Depuis que je t'ai quitté, quasiment tout le monde s'inquiètent pour moi. Même ceux qui ne me connaissent qu'à peine. Ils me surveillent constamment. Tiendra-t-elle le coup? Ou craquera-t-elle comme... J'ai remarqué aussi que les autres ont peur de moi. De quoi est-elle capable?

Maman, tu étais du genre à toucher à tout. A jouer avec tout. Quand je t'ai demandé pourquoi tu utilisais des ciseaux pour te faire mal; tu m'as expliquée qu'ils servaient à cela. Que quand on était triste, blessé, les ciseaux servaient à soulager cette douleur par une autre. Je t'ai cru.

Mais, Maman, l'autre fois quand j'ai couru jusqu'au lac, je l'ai vu pour la première fois. Il était de dos. Ses cheveux étaient bruns et en bataille. Il levait régulièrement la tête et la rabaissait. Je me suis approchée pour voir ce qu'il faisait. Il dessinait. J'ai voulu voir de plus près mais le garçon m’a entendu. Il s'est retourné.

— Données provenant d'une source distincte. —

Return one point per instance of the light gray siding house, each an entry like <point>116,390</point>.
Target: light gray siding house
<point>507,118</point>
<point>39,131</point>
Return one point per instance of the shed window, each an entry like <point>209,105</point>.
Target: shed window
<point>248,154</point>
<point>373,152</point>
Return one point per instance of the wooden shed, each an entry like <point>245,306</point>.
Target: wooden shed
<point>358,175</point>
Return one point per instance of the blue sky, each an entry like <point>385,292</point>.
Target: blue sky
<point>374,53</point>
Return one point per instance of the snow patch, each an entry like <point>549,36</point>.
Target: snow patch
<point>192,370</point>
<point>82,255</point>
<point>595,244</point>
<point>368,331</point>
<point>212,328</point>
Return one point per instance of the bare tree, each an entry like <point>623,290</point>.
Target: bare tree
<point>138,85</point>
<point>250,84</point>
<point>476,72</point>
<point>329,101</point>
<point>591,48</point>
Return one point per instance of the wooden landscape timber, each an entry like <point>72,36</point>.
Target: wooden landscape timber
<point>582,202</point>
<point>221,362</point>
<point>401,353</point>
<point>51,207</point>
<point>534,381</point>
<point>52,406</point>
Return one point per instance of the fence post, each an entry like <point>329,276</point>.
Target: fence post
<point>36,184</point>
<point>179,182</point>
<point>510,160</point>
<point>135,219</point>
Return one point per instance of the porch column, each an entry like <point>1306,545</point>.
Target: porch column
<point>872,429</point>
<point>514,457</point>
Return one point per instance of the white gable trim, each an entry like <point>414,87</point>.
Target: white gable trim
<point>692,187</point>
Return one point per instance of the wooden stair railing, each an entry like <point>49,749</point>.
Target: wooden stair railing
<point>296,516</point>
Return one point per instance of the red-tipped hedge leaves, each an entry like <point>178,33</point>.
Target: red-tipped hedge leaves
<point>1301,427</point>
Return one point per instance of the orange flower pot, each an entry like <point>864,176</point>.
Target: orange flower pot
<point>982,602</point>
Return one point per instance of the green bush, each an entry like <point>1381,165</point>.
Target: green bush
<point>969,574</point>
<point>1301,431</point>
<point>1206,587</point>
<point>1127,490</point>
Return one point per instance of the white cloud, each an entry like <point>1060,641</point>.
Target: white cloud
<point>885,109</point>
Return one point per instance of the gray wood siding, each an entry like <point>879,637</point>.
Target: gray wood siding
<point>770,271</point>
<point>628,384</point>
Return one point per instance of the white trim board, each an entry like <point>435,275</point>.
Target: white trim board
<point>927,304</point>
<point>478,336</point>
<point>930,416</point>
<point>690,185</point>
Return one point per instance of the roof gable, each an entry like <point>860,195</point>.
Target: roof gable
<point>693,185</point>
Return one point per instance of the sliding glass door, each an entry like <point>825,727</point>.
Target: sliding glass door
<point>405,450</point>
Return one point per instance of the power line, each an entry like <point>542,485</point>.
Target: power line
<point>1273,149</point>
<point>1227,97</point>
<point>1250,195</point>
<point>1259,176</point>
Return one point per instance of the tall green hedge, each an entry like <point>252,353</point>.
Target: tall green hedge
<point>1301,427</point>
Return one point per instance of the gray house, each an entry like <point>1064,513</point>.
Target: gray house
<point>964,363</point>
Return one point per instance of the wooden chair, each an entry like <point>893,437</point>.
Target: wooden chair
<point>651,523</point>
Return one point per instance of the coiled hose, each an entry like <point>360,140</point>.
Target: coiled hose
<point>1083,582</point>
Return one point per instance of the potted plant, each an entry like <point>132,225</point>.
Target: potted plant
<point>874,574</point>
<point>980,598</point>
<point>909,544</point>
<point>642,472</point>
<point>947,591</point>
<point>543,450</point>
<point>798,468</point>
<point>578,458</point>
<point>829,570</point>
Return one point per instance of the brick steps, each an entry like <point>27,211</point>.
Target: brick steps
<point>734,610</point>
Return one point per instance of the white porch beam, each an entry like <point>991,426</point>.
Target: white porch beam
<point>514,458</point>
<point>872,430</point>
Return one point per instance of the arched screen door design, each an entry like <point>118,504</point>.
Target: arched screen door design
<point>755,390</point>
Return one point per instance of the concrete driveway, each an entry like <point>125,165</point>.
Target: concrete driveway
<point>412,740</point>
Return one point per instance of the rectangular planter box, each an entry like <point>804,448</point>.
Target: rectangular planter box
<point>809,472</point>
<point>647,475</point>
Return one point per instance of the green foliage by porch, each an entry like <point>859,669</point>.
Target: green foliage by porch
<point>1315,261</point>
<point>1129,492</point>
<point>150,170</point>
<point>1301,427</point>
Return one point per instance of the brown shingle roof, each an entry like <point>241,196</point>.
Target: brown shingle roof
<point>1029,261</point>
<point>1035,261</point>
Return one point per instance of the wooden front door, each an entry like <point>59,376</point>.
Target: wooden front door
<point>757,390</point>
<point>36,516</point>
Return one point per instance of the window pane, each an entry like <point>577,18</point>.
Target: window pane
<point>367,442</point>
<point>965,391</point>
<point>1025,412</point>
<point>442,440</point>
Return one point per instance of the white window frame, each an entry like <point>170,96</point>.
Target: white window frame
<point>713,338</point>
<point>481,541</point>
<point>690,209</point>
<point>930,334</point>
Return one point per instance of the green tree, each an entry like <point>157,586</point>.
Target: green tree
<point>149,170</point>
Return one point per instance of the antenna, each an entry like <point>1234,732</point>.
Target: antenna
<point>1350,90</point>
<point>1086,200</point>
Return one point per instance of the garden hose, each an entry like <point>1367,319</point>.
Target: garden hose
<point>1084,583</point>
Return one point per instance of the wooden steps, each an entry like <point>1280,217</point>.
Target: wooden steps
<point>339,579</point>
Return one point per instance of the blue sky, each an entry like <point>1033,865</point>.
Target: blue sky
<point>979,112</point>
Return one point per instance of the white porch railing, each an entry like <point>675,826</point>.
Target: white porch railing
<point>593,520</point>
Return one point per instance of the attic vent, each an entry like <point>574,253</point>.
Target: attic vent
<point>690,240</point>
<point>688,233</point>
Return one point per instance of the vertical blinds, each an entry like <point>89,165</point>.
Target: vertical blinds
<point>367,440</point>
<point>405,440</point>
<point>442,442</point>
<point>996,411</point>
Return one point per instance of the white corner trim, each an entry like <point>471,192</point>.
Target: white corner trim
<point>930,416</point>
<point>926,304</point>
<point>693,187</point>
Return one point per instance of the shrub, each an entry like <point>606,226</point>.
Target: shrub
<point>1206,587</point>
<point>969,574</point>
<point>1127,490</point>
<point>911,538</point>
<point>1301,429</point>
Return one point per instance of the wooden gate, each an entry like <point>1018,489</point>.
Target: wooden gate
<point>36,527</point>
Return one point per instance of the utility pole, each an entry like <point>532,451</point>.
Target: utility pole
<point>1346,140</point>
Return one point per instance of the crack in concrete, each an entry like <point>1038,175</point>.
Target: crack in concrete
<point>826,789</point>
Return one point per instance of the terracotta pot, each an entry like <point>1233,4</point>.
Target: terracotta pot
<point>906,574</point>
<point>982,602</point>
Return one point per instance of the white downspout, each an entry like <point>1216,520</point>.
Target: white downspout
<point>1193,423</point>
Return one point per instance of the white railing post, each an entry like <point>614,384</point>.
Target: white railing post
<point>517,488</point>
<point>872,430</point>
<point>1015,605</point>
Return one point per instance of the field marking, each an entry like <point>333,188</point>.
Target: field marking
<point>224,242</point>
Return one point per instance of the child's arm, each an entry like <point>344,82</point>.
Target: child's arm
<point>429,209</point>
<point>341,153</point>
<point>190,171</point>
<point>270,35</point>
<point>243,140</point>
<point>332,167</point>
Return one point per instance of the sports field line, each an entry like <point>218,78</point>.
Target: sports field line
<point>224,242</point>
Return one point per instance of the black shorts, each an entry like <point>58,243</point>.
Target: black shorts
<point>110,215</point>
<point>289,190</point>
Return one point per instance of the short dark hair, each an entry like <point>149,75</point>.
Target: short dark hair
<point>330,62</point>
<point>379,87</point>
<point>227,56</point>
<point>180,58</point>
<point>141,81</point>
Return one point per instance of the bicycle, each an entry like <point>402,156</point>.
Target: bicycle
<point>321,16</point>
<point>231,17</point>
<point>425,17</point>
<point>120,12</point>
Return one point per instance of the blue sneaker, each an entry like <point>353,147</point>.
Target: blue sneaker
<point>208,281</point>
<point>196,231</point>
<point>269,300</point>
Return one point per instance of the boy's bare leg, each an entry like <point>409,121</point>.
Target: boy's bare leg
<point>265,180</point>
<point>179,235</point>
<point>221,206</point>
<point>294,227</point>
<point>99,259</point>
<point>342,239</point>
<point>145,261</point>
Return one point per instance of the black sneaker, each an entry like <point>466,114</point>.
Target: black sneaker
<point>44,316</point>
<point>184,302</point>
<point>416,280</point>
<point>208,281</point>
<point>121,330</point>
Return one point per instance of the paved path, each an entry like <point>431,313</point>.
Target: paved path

- Qu'est-ce que tu veux? m'a-t-il fait.

  Il avait les yeux marron biens foncés et différents de ceux des autres. Son visage était rond et semblait agacé. Je n'ai pas répondu. J'ai détaillé son dessin du regard. Il représentait la vue: le lac au premier plan, des arbres pour la forêt derrière et les montagnes au dernier plan. Il a fait de grands gestes pour me sortir de ma contemplation.

- C'est toi qui dessine comme ça?

Quelle idiote je suis! Je connaissais la réponse sans même avoir besoin de poser la question! Au moins, cela a fait apparaitre sur lui un sourire en coin. Il m'a répondu d'un "ouais" avant de se replonger dans son tableau. Je me suis assise à côté de lui pour l'observer. Nous n'avons pas échangé un mot de plus.

Pourtant, Maman, il est le seul, vraiment le SEUL, à avoir posé sur moi un regard neutre. Comme si j'étais une fille normale, qui ne serait pas susceptible de réagir on ne sait de qu'elle manière. Non, il ne se méfiait pas de moi. Je pense qu'à ma place, tu l'aurais apprécié pour cette raison aussi.

Ne t'inquiète pas. Je te promets que la prochaine fois qu'on se verra, je t'en dirai plus sur lui.

Sache que je pense toujours un peu à toi.